Worse: signed int overflow results in undefined behavior, and ever since the Morris Worm we are all-too-familiar with how broad C's "undefined behavior" is.

> Well to be fair, it doesn't say "C signed ints," and the behavior of
> twos-complement signed values are clear enough...
> People who are more than casually interested in computers should have at
> least some idea of what the underlying hardware is like.  Otherwise the
> programs they write will be pretty weird.  -- Donald Knuth

They should have at least some knowledge of what the compiler is like too. In this case, the compiler has license to assume programs do not overflow and the compiler may produce optimizations with that knowledge.

I don't think gcc will "mis-compile" the core Lua VM in this case; the examples I know of involve partial evaluation. 

> The code is written in C so this is why I am asking what the usual rules are as that specific operation in C is undefined, hence it is not normal. So if you would not mind explaining what the normal operation is and point me to where Lua's C code detects this illegal overflow and prevents it before the undefined behaviour happens that would be so kind and more constructive.

Let's back up a minute. Who actually *wants* the two's-complement overflow behavior? There are some bit-twiddling algorithms which depend on it, but Lua bit-twiddling is shunted off into a separate module. 

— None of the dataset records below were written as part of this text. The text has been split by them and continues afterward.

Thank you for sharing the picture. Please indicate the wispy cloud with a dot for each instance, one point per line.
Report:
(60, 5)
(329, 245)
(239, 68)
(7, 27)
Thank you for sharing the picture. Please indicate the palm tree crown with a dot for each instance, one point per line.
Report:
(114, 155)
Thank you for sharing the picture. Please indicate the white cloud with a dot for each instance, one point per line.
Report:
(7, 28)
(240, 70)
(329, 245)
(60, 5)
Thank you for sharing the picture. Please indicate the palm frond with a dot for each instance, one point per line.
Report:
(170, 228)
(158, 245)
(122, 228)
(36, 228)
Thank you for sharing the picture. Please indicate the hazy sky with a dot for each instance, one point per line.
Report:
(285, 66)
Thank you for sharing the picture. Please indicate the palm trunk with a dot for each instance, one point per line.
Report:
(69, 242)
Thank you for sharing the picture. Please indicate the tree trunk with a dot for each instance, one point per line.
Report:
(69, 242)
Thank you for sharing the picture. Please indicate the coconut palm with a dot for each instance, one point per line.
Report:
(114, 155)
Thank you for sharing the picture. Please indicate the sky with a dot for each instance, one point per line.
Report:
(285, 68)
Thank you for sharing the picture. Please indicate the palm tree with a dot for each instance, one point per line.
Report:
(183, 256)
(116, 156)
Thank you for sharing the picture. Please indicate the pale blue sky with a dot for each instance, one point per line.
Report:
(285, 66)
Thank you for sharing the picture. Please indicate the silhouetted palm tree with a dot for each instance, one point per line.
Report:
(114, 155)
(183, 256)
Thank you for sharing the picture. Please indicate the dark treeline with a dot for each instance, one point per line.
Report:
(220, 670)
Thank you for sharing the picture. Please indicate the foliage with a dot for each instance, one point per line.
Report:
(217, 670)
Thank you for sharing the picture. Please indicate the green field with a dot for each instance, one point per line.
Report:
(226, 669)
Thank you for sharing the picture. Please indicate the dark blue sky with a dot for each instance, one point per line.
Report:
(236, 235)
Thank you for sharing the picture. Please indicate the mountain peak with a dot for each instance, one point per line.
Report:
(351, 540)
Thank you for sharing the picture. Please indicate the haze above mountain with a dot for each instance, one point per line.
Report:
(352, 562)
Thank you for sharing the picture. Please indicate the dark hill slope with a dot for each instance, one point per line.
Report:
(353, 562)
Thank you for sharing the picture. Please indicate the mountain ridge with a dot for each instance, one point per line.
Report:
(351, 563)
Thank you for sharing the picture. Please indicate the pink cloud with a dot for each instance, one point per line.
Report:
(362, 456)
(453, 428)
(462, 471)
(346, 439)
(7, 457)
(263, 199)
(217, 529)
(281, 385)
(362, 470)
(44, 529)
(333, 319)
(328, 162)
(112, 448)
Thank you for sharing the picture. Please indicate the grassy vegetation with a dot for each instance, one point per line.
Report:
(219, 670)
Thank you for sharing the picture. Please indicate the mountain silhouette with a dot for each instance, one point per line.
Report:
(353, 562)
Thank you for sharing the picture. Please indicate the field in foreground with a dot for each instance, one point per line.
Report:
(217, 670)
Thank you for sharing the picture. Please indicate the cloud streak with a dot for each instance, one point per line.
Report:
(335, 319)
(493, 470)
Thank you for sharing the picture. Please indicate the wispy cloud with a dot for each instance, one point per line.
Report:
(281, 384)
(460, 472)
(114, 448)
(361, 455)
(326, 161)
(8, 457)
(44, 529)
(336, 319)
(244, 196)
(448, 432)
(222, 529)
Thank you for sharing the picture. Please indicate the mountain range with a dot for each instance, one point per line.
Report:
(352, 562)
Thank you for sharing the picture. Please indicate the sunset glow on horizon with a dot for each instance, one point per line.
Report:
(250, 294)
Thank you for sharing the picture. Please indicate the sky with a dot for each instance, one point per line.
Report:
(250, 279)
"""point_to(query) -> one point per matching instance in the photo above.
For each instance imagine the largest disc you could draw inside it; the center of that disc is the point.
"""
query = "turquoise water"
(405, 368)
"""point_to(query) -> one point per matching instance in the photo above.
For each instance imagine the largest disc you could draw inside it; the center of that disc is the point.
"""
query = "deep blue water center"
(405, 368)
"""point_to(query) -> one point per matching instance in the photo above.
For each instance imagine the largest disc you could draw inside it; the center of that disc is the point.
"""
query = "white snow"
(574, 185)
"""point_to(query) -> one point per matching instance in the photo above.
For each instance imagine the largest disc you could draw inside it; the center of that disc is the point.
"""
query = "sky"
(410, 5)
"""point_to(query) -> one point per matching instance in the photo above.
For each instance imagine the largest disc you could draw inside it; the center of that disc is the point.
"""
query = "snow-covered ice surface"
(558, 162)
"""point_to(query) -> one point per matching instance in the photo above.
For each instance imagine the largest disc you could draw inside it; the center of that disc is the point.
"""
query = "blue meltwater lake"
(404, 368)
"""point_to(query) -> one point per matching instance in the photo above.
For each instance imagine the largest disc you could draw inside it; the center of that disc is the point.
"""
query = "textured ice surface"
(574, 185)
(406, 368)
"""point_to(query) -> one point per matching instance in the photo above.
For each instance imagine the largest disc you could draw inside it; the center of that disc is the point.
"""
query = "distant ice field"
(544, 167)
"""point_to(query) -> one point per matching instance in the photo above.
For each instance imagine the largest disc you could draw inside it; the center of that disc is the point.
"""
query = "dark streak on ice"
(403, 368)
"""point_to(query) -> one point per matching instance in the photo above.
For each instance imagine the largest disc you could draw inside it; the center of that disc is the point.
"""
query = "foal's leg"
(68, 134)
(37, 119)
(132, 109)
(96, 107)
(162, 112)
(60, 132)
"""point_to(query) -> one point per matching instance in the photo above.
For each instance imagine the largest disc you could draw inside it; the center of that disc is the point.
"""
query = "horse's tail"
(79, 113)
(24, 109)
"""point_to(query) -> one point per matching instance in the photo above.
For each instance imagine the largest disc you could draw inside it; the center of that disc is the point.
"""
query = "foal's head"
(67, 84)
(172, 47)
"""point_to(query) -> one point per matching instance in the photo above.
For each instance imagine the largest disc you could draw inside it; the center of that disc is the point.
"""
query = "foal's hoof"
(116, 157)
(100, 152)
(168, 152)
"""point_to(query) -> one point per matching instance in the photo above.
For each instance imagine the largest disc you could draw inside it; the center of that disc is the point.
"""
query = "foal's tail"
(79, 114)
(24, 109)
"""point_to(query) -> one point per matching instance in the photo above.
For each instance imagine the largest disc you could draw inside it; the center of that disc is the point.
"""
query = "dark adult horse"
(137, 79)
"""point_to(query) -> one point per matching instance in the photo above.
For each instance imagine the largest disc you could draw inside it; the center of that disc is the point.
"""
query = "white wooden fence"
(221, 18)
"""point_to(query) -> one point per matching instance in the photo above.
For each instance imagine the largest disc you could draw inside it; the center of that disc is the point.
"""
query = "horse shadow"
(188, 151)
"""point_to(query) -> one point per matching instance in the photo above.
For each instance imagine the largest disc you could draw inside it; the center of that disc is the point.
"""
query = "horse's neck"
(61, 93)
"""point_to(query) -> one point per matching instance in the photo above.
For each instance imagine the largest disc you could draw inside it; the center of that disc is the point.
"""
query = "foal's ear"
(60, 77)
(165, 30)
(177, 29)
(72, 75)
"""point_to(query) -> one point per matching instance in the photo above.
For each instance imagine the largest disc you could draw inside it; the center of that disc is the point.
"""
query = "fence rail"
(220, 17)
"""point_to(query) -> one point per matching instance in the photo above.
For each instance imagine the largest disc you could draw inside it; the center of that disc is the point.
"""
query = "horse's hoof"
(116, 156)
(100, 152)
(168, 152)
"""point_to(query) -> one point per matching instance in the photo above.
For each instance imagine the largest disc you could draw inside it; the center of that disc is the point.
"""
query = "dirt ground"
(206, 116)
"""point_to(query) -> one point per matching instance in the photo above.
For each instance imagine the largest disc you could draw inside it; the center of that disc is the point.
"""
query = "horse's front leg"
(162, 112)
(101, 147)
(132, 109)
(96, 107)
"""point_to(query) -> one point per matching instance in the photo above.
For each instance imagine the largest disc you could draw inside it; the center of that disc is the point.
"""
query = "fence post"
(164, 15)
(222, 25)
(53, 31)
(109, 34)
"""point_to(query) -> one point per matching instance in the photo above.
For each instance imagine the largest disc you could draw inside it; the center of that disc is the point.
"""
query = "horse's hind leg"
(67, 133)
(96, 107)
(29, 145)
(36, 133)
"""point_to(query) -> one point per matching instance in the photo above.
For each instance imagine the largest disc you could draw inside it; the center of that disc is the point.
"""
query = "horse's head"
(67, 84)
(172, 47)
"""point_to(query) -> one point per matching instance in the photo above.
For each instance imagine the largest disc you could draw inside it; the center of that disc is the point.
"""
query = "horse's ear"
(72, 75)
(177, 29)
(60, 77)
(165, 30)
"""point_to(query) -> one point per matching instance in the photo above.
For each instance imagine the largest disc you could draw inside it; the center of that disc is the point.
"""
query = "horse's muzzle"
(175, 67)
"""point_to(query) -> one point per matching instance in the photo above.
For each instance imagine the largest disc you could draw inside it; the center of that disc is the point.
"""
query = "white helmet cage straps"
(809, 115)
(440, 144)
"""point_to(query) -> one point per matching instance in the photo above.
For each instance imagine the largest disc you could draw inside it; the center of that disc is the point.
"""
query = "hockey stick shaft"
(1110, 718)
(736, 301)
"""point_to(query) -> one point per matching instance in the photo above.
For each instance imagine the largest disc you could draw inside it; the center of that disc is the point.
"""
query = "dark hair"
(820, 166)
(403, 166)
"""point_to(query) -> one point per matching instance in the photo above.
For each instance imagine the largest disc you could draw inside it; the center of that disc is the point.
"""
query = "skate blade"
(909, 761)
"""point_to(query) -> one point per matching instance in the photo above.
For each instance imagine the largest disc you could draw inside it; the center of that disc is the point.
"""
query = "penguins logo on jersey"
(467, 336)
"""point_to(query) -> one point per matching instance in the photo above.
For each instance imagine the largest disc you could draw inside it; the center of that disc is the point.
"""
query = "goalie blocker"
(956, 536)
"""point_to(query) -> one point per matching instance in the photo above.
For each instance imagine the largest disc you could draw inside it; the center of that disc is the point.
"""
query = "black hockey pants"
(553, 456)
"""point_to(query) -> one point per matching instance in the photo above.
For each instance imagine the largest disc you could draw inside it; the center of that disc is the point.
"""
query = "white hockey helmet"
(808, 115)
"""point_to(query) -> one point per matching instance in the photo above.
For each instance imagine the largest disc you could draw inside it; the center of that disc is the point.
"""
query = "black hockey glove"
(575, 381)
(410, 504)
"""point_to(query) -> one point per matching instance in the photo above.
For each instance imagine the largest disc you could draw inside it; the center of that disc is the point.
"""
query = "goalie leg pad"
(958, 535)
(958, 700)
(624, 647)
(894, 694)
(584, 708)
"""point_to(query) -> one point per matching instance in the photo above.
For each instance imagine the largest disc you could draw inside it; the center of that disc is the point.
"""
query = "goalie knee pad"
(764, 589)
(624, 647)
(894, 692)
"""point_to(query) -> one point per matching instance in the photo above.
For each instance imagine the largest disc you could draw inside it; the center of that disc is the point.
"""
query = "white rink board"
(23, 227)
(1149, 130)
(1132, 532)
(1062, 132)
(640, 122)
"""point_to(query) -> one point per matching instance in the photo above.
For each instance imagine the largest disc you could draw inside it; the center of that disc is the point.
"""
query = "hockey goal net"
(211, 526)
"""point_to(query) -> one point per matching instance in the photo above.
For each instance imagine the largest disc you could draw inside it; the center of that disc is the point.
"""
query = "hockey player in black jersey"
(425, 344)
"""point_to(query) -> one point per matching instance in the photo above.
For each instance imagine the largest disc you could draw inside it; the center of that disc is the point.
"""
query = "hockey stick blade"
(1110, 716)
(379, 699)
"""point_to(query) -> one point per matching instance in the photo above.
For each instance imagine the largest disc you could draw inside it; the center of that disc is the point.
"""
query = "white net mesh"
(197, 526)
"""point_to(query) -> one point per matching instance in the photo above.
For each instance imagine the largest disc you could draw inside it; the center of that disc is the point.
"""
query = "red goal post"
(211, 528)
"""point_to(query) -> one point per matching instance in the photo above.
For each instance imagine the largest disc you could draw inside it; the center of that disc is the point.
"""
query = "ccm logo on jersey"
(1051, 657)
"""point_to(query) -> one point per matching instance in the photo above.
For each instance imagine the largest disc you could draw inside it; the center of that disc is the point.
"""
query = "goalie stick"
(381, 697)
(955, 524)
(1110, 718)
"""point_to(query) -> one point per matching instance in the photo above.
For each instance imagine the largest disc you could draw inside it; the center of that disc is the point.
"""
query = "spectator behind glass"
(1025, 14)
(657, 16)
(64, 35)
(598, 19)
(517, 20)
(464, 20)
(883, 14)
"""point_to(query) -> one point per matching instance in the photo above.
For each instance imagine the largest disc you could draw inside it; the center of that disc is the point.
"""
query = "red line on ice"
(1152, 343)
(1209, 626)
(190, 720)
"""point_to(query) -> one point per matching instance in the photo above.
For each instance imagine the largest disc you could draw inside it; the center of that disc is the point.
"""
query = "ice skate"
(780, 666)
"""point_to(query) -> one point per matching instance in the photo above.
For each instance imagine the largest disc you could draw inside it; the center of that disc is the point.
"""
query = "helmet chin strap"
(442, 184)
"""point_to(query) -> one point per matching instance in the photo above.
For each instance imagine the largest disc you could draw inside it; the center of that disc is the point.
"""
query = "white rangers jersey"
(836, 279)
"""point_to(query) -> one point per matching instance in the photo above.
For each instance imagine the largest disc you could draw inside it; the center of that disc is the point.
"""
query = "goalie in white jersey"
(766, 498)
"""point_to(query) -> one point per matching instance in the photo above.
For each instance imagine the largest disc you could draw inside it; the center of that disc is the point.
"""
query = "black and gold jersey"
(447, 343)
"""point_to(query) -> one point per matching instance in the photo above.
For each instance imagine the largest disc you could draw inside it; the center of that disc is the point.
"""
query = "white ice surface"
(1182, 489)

At the assembly level, there is pressure for addition of MAX_INT and 1 to result in *some* deterministic bit pattern in the destination register. But we're about three layers of abstraction up from that. On target hardware without hardware floating point, going from softfp to some kind of int is a huge speedup, and explicit int overflow checks are likely to be tiny in comparison. My intuition is that VM costs will swamp the cost of checks (certainly on MIPS). If the cost of detecting signed integer overflow is acceptable, we can choose the behavior we want. And "wraps to negative" just seems much worse for Lua programs than "cast to nearest double" or exception-raising.